You’ll see ads if you’re:
- Using ChatGPT for free (and you’re a logged-in adult in the US)
- On the new ChatGPT Go plan ($8/month)
You won’t see ads if you’re:
- Paying for Plus ($20/month), Pro ($200/month), or any Business/Enterprise plan
- Under 18 (OpenAI says they’re using AI to estimate ages—make of that what you will)
- Talking about health, mental health, or politics
That last point is interesting. OpenAI’s basically saying “we’re not touching the hot-button stuff.” Smart move, honestly. The last thing they need is a brand’s ad showing up next to someone’s therapy session with their AI chatbot.
The Audience You’re Actually Reaching
Here’s what the demographic data tells us:
Over half of ChatGPT users are between 18 and 34. The gender split is basically 50/50 now (it used to skew heavily male). And these aren’t casual users—they’re asking 2.5 billion questions a day.
Think about that for a second. 2.5 billion daily conversations. People asking for help with everything from “how do I negotiate a raise” to “what laptop should I buy” to “plan my trip to Portugal.”
That’s intent. Real, expressed, detailed intent. Not a keyword someone typed into a search box. An actual conversation.
Want to reach this audience before your competitors figure it out? Let’s talk.
What These Ads Actually Look Like
Okay, so here’s where it gets interesting—and where a lot of the reporting has been sloppy.
OpenAI’s calling them “Sponsored Recommendations.” And from what we know, they’ll show up at the bottom of ChatGPT’s responses when there’s something relevant to pitch you.
So if you ask “what’s a good keto dinner recipe,” you might see a little sponsored box at the end recommending a specific brand of avocado oil. Clearly labeled. Separate from the actual answer.

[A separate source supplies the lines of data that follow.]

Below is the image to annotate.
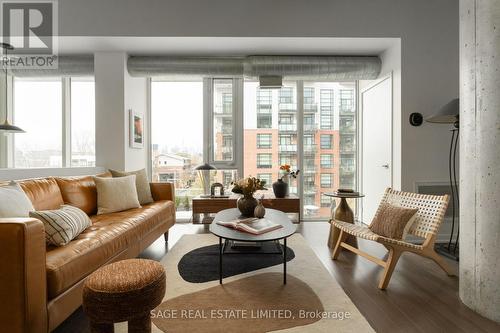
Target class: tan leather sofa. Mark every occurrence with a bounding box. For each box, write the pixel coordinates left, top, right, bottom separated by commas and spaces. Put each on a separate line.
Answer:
0, 176, 175, 333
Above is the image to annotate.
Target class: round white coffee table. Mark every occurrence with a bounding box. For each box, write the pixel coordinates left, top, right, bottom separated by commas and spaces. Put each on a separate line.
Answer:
210, 208, 297, 284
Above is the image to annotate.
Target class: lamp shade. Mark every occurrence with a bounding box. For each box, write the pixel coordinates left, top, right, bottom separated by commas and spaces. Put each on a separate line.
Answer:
425, 98, 460, 124
194, 163, 216, 170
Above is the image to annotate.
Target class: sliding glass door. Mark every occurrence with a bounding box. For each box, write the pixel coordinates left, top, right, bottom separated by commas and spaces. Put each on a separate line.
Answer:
151, 79, 357, 220
243, 82, 299, 195
151, 81, 203, 219
302, 82, 356, 219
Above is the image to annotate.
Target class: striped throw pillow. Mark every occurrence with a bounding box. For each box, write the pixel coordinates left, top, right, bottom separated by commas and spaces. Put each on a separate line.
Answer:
30, 205, 92, 246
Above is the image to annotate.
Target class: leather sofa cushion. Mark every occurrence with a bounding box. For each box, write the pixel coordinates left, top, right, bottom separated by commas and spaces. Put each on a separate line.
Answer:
19, 177, 64, 210
47, 201, 175, 299
55, 176, 97, 215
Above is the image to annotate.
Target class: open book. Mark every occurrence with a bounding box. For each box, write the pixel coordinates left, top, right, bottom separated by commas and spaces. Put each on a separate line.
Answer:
216, 217, 283, 235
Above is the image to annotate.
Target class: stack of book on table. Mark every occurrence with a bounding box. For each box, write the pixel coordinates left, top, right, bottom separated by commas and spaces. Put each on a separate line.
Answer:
216, 217, 283, 235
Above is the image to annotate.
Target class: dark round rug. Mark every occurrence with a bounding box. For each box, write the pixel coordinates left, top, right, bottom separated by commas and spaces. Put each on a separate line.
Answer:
177, 244, 295, 283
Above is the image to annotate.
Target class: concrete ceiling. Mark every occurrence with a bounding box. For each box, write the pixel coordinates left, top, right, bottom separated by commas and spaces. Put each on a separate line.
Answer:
59, 37, 399, 56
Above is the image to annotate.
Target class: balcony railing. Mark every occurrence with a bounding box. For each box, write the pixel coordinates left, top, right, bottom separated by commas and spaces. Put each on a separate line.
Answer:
340, 106, 354, 116
278, 124, 297, 132
214, 104, 233, 117
279, 103, 297, 112
257, 104, 273, 113
340, 165, 356, 173
278, 144, 297, 153
340, 125, 356, 133
304, 144, 316, 154
304, 124, 318, 132
222, 146, 233, 153
304, 103, 318, 113
340, 144, 356, 153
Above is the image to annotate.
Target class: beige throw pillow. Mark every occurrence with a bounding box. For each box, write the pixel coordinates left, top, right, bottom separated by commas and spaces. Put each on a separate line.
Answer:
109, 169, 153, 205
0, 181, 35, 218
370, 203, 418, 239
30, 205, 92, 246
94, 175, 141, 215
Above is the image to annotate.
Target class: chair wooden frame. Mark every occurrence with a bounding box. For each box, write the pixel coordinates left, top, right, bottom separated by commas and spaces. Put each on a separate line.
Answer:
330, 188, 455, 289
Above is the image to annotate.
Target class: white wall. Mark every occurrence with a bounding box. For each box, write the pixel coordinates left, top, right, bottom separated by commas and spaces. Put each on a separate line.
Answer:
124, 71, 149, 171
59, 0, 459, 191
94, 52, 128, 170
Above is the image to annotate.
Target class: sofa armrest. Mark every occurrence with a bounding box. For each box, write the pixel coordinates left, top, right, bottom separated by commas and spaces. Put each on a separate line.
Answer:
150, 183, 175, 202
0, 218, 47, 333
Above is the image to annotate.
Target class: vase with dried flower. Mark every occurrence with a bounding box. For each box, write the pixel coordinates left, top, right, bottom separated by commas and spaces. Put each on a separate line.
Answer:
273, 164, 300, 198
231, 177, 266, 217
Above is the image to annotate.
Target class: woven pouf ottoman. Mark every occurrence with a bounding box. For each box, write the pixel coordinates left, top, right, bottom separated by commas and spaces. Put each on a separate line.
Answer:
83, 259, 165, 333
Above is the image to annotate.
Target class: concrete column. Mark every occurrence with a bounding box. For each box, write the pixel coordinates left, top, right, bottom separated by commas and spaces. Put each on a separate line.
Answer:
94, 52, 127, 170
94, 52, 148, 171
460, 0, 500, 322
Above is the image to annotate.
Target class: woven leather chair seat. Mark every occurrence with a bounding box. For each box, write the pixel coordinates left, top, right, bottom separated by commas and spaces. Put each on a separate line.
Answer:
83, 259, 165, 332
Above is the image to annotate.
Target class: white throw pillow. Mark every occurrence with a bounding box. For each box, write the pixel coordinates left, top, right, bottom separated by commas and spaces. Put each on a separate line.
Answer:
0, 182, 35, 218
30, 205, 92, 246
403, 213, 418, 240
109, 169, 153, 205
94, 175, 141, 215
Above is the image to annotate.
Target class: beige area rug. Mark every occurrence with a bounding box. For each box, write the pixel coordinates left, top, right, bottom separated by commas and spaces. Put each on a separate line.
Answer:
115, 234, 374, 333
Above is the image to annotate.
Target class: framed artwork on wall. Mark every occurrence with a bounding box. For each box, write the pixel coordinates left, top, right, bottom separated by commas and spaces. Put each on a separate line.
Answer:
129, 109, 144, 149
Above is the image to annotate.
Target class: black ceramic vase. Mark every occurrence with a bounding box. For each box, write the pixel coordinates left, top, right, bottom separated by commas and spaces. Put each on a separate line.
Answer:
273, 178, 288, 198
236, 196, 258, 217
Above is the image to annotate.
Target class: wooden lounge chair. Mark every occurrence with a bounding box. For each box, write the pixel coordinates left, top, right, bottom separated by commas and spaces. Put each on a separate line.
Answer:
331, 188, 454, 289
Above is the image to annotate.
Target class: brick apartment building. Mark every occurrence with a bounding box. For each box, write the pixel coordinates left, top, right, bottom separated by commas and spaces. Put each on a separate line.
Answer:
214, 82, 356, 217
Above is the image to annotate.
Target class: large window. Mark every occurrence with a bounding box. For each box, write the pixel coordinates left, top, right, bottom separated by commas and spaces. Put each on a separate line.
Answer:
321, 173, 333, 188
13, 78, 95, 168
320, 134, 333, 149
257, 173, 273, 186
257, 154, 273, 169
213, 79, 234, 161
14, 78, 63, 168
152, 79, 356, 219
151, 81, 203, 219
320, 154, 333, 169
257, 133, 272, 148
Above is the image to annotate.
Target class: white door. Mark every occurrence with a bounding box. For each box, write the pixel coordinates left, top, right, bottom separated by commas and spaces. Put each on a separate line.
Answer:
361, 77, 392, 220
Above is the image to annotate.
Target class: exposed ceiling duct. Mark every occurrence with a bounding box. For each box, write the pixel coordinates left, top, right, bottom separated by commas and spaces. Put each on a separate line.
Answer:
9, 55, 94, 77
127, 56, 381, 81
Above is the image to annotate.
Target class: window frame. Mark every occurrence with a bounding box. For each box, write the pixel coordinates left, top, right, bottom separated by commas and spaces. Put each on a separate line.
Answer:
203, 77, 243, 174
4, 75, 97, 170
319, 133, 333, 149
319, 153, 334, 169
319, 172, 333, 188
256, 153, 273, 169
257, 133, 273, 149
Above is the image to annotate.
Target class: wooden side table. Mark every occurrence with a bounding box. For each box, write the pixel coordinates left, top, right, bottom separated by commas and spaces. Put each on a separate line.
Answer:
323, 192, 364, 249
192, 191, 301, 224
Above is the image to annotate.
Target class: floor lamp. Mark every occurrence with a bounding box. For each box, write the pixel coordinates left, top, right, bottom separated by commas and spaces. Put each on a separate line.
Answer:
425, 98, 460, 260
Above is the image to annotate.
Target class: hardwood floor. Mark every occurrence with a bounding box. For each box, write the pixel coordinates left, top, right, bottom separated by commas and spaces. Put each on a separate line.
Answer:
55, 222, 500, 333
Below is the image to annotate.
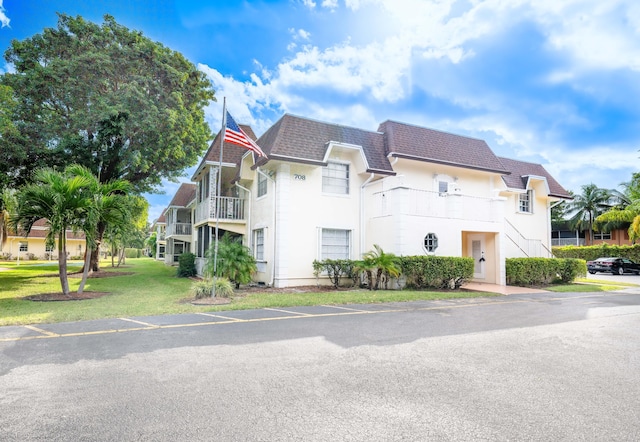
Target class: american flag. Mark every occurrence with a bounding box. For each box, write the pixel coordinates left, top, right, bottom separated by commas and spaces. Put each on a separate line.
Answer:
224, 111, 265, 157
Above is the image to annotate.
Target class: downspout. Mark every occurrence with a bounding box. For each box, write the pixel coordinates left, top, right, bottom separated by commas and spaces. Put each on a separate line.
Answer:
360, 172, 375, 257
547, 200, 562, 258
235, 183, 253, 248
256, 167, 278, 287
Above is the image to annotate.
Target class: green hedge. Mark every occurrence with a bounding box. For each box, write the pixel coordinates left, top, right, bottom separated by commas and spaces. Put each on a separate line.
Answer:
505, 258, 587, 286
553, 244, 640, 262
124, 247, 142, 258
177, 252, 197, 278
400, 256, 473, 289
313, 256, 473, 290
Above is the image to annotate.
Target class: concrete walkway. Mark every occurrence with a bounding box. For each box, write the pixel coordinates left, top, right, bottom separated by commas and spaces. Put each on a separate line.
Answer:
461, 282, 548, 295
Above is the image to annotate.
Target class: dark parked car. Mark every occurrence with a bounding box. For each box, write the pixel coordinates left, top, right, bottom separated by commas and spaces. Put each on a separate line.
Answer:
587, 258, 640, 275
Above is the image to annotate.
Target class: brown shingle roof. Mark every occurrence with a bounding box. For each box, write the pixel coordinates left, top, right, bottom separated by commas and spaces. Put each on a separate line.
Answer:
8, 218, 84, 239
499, 157, 572, 198
257, 114, 393, 174
169, 183, 196, 207
378, 121, 508, 173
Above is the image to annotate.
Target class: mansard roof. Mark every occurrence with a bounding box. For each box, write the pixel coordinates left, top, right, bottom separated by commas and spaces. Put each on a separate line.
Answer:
378, 121, 508, 173
499, 157, 573, 199
252, 114, 394, 174
169, 183, 196, 207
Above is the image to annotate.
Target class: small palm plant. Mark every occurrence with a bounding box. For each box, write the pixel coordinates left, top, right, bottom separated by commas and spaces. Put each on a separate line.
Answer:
204, 233, 258, 289
359, 244, 400, 290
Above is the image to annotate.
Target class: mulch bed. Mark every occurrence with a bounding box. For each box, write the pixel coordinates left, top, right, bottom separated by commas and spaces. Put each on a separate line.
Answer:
22, 291, 109, 302
23, 270, 134, 302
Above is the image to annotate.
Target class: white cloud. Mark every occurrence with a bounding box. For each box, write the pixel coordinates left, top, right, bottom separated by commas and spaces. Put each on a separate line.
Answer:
0, 0, 11, 28
199, 0, 640, 197
322, 0, 338, 10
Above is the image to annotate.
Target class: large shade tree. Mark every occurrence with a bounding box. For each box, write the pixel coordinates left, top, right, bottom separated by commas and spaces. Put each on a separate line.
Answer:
0, 14, 215, 270
0, 14, 215, 199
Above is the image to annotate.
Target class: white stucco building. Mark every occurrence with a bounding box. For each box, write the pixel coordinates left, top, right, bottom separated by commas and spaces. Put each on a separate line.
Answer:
158, 115, 570, 287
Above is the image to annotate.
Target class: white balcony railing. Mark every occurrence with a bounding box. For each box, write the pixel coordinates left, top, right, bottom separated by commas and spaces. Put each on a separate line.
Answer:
196, 196, 245, 222
166, 223, 192, 236
372, 188, 504, 222
551, 238, 586, 246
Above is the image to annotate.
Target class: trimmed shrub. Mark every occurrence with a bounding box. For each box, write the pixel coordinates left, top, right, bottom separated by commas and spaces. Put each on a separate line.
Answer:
313, 259, 358, 288
124, 247, 142, 259
177, 253, 197, 278
191, 278, 233, 299
505, 258, 587, 286
399, 256, 473, 289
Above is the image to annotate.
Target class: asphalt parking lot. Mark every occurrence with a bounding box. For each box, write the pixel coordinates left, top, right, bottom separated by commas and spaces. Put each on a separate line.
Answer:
0, 287, 640, 442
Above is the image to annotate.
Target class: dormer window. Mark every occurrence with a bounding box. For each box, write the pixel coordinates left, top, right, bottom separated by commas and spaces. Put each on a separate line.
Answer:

That’s the confirmed format. But leaked code from the Android app suggests they’re building out more:
- Search carousels for shopping queries (think product grids)
- Sponsored responses that sit at the top of answers
- Sidebar placements for supplementary info
- And here’s the wild one: interactive ads where you can actually ask the ad follow-up questions
That last one could be huge. Imagine seeing an ad for a CRM tool and being able to ask “does this integrate with Salesforce?” right there in the chat. No landing page. No sales call. Just… answers.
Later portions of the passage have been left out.